姫は、思うている


 折口信夫の小説「死者の書」を読み返すのは、もう何度目になるだろう。何度読んでも新しい発見がある。これは単純に、内容が難しいので何度も読まないと理解できない、ということもあるのだが、それにしたって飽きない。
今回は、作中で貴族の姫が行った写経よろしく、文字に起こしながら読んでいる。まあ、そのお姫さまは何年もかけて千部も写経するわけだし、向こうは毛筆でこっちはキーボードだから、全然レベルが違うわけだが、それでも自分の手でタイプしながら読むことによって、新たな視点が生まれてくる。

 折口は、「~している」を「して居る」と書く。「すわって居る」「西の空を見入って居る」等々。これは単に、この小説が書かれた年代が古いので、言葉の使い方が今とは違う、というだけのことなのかもしれないが、「している」と「して居る」では、受け取る印象がずいぶん異なる。「居る」には、「その場所に、居る」という、重みのようなものを感じるのだ。
人以外にも、例えば「あたりは俄かに、薄暗くなって居る」というような使い方もされるわけだが、これにも何か、そこを取りまく空気、あるいは空気を司っている何かが、どっしりとそこに存在するような雰囲気が感じられる。漠然とそうなったわけではなく、誰か/何かが、その場を薄暗くした。場所の重み、平たく言えば「家」の存在が意識させられる。

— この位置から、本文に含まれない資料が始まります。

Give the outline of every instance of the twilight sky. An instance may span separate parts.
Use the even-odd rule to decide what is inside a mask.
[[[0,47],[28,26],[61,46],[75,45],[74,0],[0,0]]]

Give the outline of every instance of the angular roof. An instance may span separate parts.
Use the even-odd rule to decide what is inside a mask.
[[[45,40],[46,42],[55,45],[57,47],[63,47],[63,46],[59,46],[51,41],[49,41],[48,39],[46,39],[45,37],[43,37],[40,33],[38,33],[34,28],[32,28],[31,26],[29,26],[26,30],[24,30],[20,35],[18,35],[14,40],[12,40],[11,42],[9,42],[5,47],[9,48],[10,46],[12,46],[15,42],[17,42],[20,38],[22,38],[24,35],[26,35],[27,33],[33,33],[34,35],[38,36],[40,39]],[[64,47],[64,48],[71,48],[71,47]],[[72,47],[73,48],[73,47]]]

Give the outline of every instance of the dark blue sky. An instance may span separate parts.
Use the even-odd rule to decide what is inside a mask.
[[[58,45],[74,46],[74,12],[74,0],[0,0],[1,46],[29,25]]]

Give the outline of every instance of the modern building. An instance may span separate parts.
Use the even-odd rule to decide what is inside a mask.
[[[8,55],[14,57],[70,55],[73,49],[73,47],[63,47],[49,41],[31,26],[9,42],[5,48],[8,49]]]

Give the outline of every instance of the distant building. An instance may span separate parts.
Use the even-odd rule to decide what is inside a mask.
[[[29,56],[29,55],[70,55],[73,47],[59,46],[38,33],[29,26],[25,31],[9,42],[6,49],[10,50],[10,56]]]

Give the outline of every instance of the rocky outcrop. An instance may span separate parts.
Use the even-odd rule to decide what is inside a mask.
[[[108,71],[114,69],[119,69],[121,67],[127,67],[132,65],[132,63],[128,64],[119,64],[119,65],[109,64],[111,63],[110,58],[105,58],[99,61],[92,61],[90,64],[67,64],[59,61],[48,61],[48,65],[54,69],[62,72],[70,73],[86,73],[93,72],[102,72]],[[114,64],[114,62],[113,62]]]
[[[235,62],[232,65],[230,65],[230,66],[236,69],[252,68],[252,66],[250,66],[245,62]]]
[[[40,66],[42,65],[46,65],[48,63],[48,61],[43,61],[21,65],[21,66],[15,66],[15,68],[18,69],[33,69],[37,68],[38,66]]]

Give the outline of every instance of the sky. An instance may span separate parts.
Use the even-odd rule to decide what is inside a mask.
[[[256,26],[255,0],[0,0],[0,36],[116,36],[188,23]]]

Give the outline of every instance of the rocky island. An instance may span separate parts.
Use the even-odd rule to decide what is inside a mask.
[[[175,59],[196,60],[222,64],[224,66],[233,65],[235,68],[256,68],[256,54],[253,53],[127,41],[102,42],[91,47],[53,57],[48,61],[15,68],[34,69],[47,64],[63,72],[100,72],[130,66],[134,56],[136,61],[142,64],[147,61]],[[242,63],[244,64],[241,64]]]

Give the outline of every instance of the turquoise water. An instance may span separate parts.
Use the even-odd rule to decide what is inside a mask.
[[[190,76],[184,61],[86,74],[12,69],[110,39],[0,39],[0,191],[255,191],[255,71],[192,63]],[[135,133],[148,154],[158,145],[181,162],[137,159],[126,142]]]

 日の差さない女部屋で、世間のことは何も教えられずに「居た」姫さまは、父親から贈られた、唐の最新の経典を写経することに没頭する。何年もかけて千部の写経を終え、それでも姿をあらわさない仏の姿を探し求め、嵐のなか外へ飛び出す。ここから、折口の文章は一気にスピードアップする。

姫はどこをどう歩いたか、覚えがない。唯家を出て、西へ西へと辿って来た。降り募るあらしが、姫の衣を濡らした。姫は、誰にも教わらないで、裾を脛まであげた。風は、姫の髪を吹き乱した。姫は、いつとなく、髻(もとどり)をとり束ねて、襟から着物の中に、含み入れた。夜中になって、風雨が止み、星空が出た。

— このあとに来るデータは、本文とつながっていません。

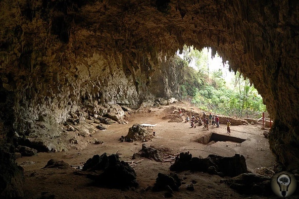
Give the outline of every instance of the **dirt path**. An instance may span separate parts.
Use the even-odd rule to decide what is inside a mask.
[[[231,126],[229,136],[244,139],[245,141],[241,144],[217,142],[209,145],[203,145],[194,140],[211,132],[229,136],[226,133],[226,125],[220,124],[219,128],[211,126],[210,131],[200,126],[191,128],[189,123],[182,121],[182,119],[178,117],[178,107],[200,111],[182,103],[151,108],[150,112],[128,115],[126,119],[129,123],[127,124],[112,124],[107,130],[98,131],[93,135],[93,138],[103,141],[103,144],[91,144],[79,150],[71,149],[64,152],[39,153],[34,156],[18,159],[18,164],[25,170],[26,181],[24,190],[26,198],[53,197],[56,199],[162,198],[164,192],[154,193],[146,191],[146,189],[153,185],[158,173],[170,173],[170,162],[161,163],[144,159],[134,168],[139,188],[136,190],[126,191],[91,186],[91,180],[85,176],[74,174],[76,169],[42,169],[51,158],[63,160],[71,165],[83,165],[94,155],[100,155],[104,152],[109,155],[117,151],[120,160],[130,160],[133,154],[140,150],[142,144],[144,143],[148,146],[163,149],[171,154],[189,151],[194,157],[200,156],[204,158],[210,154],[232,156],[239,153],[245,157],[248,168],[252,172],[258,167],[273,167],[274,157],[269,149],[268,140],[263,136],[263,130],[261,130],[260,126],[251,124]],[[182,117],[185,119],[184,116]],[[180,122],[169,122],[176,120]],[[155,136],[152,141],[145,143],[120,142],[118,139],[122,135],[126,136],[129,128],[134,123],[157,124]],[[175,192],[174,198],[244,197],[235,193],[224,183],[220,183],[220,180],[223,178],[218,176],[190,171],[178,174],[184,179],[183,182],[185,184],[180,187],[179,192]],[[194,192],[186,189],[186,185],[192,182],[195,183]]]

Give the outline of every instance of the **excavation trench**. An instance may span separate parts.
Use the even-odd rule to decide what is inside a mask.
[[[206,145],[212,145],[217,142],[233,142],[237,143],[242,143],[246,140],[235,137],[217,134],[215,133],[210,133],[203,135],[195,140],[195,141]]]

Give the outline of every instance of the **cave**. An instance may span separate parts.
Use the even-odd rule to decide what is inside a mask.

まわりに言われるままに、おとなしく家で過ごして「居た」姫の姿はここにはない。ぼろぼろになって辿り着いた山寺で、姫は思う。

この国の女子に生まれて、一足も女部屋を出ぬのを、美徳とする時代に居る身は、親の里も、祖先の土も、まだ踏みも知らぬ。あの陽炎(かげろう)の立っている平原を、この足で、隅から隅まで歩いてみたい。
こう、その女性は思うている。

ここは、「思うて居る」ではないのだ。縛り付けられていた場所から解放されたことを祝うかのように、姫は「思うている」のだ。